Itulah yang mendorong Tanthawi menyusun pembahasan‐pembahasan yang mengkompromikan pemikiran Islam dengan kemajuan studi Ilmu  Alam. Al-Qur’an menuliskan keajaiban‐keajaiban tersebut, menampakkan alam fisik yang tersebar, serta langit yang ditinggikan. Kesemuanya memberikan kebahagiaan bagi orang yang memiliki “mata hati” (dzul bashair) dan memberikan sinar serta pelajaran (tabshirah) bagi orang‐orang yang membenarkan rahasia‐rahasia Tuhan.

Selanjutnya ia menyatakan, “Tatkala diriku berfikir untuk merenungi keadaan umat Islam sekarang, dan kondisi pendidikan agamanya, maka aku menuliskan surat kepada beberapa tokoh cendekiawan (al ‘Uqala’) dan para ulama besar (ajilah al ‘ulama’) tentang makna‐makna alam yang ditinggalkan, juga tentang jalan keluarnya yang masih banyak dilalaikan dan dilupakan. Sebab sedikit sekali diantara para ulama yang memikirkan realitas alam semesta dan keanehan‐keanehan yang ada di dalamnya.”

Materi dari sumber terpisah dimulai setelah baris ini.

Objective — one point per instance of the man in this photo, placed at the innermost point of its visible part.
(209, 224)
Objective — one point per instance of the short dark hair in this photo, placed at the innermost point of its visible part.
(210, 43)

Tafsir al-Jawahir ini ditulis pertama kali oleh Tanthawi ketika ia mengajar di Universitas Dar al ‘Ulum, Mesir, yang kemudian dimuat di Majalah al Malaji’ al ‘Abasiyah. Adapun mengenai corak penafsiran atau model pendekatan yang diambil ini, oleh Tanthawi ditujukan agar umat Islam “menyenangi” keajaiban alam semesta, keindahan‐keindahan bumi, dan agar para generasi berikutnya cenderung pada nilai agama, sehingga Allah SWT mengangkat peradaban mereka ke tingkat yang tinggi.